Automated Data Collection in R, Ch. 8 - questions 4-6:
library(stringr)
- [0-9]+\$
A character set that searches for digits 0-9 one or more times with a literal $ following the digits.
ex1 <- "There are 115$ here, and that's a strange way to write $115"
unlist(str_extract_all(ex1, "[0-9]+\\$")) #note what isn't matched.
## [1] "115$"
- \b[a-z]{1,4}\b
This searches between word boundaries for lowercase letters a-z that occurs at least once, but at most 4 times.
ex2 <- "doggie cat dog frog this spanish"
unlist(str_extract_all(ex2, "\\b[a-z]{1,4}\\b"))
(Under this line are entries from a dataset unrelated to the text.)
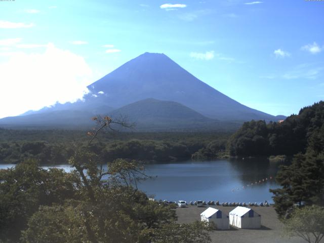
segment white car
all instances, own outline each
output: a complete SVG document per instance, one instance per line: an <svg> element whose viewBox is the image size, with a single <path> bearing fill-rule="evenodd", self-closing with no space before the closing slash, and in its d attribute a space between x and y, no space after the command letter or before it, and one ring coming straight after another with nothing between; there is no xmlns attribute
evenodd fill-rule
<svg viewBox="0 0 324 243"><path fill-rule="evenodd" d="M204 207L204 201L201 200L197 201L196 205L197 207Z"/></svg>
<svg viewBox="0 0 324 243"><path fill-rule="evenodd" d="M187 202L186 201L178 201L178 206L180 208L185 208L187 206Z"/></svg>

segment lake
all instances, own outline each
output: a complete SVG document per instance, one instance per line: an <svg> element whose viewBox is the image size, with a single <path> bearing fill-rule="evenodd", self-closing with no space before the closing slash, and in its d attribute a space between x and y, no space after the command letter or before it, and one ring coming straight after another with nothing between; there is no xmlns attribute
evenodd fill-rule
<svg viewBox="0 0 324 243"><path fill-rule="evenodd" d="M0 169L12 166L2 164ZM55 167L71 169L67 165ZM262 158L147 165L146 174L157 177L141 181L138 187L157 199L272 202L269 189L279 187L274 181L278 167Z"/></svg>

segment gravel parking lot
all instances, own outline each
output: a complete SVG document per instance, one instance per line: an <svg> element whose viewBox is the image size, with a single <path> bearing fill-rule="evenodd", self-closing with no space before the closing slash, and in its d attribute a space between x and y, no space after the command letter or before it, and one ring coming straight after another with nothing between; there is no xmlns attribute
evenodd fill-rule
<svg viewBox="0 0 324 243"><path fill-rule="evenodd" d="M203 208L189 205L186 208L178 208L177 215L179 223L191 223L200 220L200 214L209 207L216 208L228 215L235 207L207 206ZM260 229L240 229L230 227L228 230L214 230L210 233L213 242L235 243L303 243L299 237L288 238L282 236L282 224L278 220L272 207L251 207L261 215Z"/></svg>

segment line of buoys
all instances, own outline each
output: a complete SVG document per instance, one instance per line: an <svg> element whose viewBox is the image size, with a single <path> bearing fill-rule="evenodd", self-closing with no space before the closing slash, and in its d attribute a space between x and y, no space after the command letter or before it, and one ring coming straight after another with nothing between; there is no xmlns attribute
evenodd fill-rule
<svg viewBox="0 0 324 243"><path fill-rule="evenodd" d="M150 200L155 200L153 198L149 198ZM160 200L161 202L162 202L161 200ZM168 201L169 202L169 201ZM170 201L170 203L176 203L176 201ZM190 201L189 204L191 206L197 205L197 201ZM247 206L255 206L255 207L269 207L269 203L266 200L264 202L260 202L260 204L258 204L258 202L249 202L249 204L247 204L246 202L224 202L222 204L220 204L219 201L202 201L202 205L204 206L206 205L216 205L217 206L222 206L223 207L247 207Z"/></svg>
<svg viewBox="0 0 324 243"><path fill-rule="evenodd" d="M272 177L270 176L269 177L269 180L272 180ZM257 185L258 184L262 183L263 182L267 182L267 181L268 181L268 178L267 177L265 178L265 179L262 179L259 180L259 182L256 181L255 182L252 182L251 183L251 184L250 183L247 184L246 187L246 186L242 186L242 189L243 189L243 190L244 190L244 189L247 189L247 188L249 187L249 186L255 186L256 185ZM232 192L234 192L235 191L238 190L239 190L239 187L237 187L236 188L232 189L231 190L231 191L232 191Z"/></svg>

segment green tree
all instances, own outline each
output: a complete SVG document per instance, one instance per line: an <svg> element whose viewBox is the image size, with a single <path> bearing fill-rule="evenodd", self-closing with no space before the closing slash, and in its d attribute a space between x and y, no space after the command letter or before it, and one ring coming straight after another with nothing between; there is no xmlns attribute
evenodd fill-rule
<svg viewBox="0 0 324 243"><path fill-rule="evenodd" d="M289 216L294 204L324 205L324 158L299 154L290 166L281 166L276 181L281 187L270 189L280 218Z"/></svg>
<svg viewBox="0 0 324 243"><path fill-rule="evenodd" d="M319 243L324 237L324 208L313 206L296 209L284 223L288 235L301 237L309 243Z"/></svg>
<svg viewBox="0 0 324 243"><path fill-rule="evenodd" d="M17 242L28 219L41 205L77 196L78 177L57 169L49 171L27 159L0 170L0 240Z"/></svg>
<svg viewBox="0 0 324 243"><path fill-rule="evenodd" d="M90 134L89 144L112 122L108 117L96 120L98 128ZM75 183L77 194L63 203L40 207L29 218L22 242L171 242L161 241L169 237L170 225L178 235L169 238L177 242L210 241L207 225L179 226L172 206L150 200L138 190L137 181L147 177L140 165L117 159L105 169L102 158L91 148L77 149L69 160L74 168L72 174L80 178Z"/></svg>

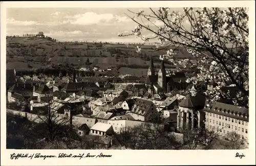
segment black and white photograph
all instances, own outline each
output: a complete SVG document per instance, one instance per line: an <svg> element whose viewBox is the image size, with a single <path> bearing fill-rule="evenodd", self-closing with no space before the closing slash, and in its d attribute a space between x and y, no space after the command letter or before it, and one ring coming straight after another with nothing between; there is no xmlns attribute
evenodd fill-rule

## [1] "cat" "dog" "frog" "this"
- .*?\.txt$
This seach uses a non-greedy qualifier (the ?) to look for zero or more of any character followed by a literal . and txt at the end of the string.
ex3 <- c("daina.txt", "snake.txt")
unlist(str_extract_all(ex3, ".*?\\.txt$"))
## [1] "daina.txt" "snake.txt"
- \d{2}/\d{2}/\d{4}
This is a string that contains 2 digits a slash, 2 digits a slash, then 4 digits and a slash
ex4 <- "04/12/1989, 10/24/1989"
unlist(str_extract_all(ex4, "\\d{2}/\\d{2}/\\d{4}"))
## [1] "04/12/1989" "10/24/1989"
- <(.+?)>.+?</\1>
Searches for an open triangle bracket, at least one character, and a closing triangle, followed by at least one character and a bracketed text that matches the first () but has a leading forward slash.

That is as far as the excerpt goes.